Consistent tidal and rotational models for satellites in synchronous rotation

Tidal dissipation in natural satellites plays a crucial role in shaping their thermal state, internal structure, and evolution; for example, sustaining subsurface oceans in Europa and Enceladus and driving Io's volcanic activity. The amount of dissipation can be inferred from secular orbital drift and gravity variations induces by tides, which can be measured through astrometric observations and spacecraft radiometric data. We examine a discrepancy in the literature regarding the semimajor axis evolution due to tides in synchronously rotating satellites, whereby predictions from the variation of orbital elements approach (using direct tidal accelerations) differ by nearly a factor of three from the classical energetic method. This discrepancy may introduce systematic biases in dissipation estimates of the same order. We identify the source of this inconsistency as the effect of tidal dissipation on the moon's rotation, which induces an offset of the prime meridian. In classical synchronous rotation models, the prime meridian always points to the empty focus of the orbit, but once this offset is properly accounted for we recover an agreement with the energetic method. We then extend our analysis to include the main physical libration at the orbital period.

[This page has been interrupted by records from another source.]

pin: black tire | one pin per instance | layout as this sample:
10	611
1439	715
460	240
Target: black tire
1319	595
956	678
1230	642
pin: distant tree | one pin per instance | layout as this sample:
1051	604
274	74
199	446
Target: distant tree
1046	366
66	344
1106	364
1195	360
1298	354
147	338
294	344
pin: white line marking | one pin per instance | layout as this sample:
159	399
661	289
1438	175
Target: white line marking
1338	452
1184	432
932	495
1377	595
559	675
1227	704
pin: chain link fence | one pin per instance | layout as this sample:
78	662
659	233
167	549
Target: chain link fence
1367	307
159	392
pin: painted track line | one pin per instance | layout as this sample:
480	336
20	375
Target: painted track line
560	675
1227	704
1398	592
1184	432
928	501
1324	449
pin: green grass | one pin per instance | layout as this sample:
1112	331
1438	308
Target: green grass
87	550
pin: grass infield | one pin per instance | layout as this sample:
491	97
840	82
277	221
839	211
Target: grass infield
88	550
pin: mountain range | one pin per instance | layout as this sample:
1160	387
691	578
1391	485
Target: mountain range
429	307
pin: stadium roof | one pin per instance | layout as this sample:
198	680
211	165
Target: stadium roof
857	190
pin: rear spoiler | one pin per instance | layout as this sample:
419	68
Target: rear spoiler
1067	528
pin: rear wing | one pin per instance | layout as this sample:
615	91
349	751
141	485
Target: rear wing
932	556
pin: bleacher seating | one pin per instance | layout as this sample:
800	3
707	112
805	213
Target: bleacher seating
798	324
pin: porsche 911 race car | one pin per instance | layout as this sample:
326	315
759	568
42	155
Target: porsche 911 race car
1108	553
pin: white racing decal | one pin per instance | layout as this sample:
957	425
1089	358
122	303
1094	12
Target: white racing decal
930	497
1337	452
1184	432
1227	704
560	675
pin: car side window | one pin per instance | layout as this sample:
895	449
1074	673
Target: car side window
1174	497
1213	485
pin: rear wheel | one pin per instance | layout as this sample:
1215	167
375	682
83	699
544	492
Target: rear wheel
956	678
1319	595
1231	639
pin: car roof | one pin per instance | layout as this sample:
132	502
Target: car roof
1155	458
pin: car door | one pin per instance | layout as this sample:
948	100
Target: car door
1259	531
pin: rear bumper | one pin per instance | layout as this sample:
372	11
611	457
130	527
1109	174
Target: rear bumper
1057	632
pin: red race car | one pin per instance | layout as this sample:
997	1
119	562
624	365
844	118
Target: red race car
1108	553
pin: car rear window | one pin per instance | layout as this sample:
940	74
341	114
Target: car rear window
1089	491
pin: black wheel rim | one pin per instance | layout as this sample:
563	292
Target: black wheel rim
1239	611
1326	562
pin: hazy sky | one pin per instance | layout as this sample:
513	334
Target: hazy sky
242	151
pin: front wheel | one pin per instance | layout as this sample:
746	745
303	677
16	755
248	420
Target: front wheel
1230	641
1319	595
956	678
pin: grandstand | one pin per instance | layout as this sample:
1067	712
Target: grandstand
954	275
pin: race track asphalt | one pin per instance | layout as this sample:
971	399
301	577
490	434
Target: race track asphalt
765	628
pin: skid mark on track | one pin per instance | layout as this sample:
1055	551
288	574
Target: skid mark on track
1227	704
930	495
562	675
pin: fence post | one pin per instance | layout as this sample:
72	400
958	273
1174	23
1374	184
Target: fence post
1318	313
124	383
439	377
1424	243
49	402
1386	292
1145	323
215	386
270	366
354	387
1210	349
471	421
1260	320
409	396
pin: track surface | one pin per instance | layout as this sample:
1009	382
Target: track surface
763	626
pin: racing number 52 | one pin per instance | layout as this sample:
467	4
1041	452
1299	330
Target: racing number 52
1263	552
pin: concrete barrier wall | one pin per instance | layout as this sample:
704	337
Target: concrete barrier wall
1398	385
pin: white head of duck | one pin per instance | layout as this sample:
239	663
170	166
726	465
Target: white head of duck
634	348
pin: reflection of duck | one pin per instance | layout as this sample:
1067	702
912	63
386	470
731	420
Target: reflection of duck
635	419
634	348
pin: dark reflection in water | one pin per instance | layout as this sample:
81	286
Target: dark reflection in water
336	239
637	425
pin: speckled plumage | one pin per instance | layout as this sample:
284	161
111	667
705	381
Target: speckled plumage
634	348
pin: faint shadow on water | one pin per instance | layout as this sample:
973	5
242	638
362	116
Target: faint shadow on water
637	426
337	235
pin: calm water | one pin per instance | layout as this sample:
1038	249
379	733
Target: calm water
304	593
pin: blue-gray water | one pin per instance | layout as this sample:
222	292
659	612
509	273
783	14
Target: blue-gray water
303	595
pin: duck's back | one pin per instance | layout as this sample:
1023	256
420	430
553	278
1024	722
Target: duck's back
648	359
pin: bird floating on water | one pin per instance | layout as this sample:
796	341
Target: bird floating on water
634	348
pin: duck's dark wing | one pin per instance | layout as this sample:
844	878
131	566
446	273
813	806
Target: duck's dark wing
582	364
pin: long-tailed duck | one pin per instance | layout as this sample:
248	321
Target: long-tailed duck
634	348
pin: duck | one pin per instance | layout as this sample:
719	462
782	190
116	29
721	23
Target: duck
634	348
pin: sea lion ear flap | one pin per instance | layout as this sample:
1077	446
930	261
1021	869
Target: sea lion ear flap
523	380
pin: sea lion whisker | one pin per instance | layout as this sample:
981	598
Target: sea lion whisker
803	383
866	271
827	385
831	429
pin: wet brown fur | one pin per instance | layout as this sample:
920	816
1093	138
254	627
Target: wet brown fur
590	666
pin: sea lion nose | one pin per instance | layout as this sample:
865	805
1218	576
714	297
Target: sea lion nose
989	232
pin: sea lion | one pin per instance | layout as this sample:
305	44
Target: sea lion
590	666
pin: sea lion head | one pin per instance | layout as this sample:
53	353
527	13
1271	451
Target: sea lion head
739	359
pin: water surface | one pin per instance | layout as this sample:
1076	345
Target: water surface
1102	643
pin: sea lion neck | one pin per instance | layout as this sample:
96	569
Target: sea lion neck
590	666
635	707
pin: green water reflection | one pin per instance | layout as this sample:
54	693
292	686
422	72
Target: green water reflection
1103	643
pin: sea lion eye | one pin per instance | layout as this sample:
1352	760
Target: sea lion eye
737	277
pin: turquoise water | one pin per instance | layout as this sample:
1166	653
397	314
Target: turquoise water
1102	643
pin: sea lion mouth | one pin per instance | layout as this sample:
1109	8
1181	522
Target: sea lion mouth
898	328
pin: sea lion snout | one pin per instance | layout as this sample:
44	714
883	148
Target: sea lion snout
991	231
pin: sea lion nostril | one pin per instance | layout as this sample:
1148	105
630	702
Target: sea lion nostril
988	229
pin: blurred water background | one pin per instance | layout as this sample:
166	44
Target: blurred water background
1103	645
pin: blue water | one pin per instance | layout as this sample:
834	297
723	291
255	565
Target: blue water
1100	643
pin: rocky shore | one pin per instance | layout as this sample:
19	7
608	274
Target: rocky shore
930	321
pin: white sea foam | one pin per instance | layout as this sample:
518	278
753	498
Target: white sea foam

Additionally, we compare the time-lag and complex Love number tidal models from an orbital evolution perspective, finding unexpected differences and proposing a formula to reconcile the two models. Finally, we observe that a nonzero static S 2,2 gravity coefficient of a moon, considering the classical synchronous rotation as mentioned above, produces a variation in energy and angular momentum, suggesting that it must be constrained with dissipation parameters to avoid biases.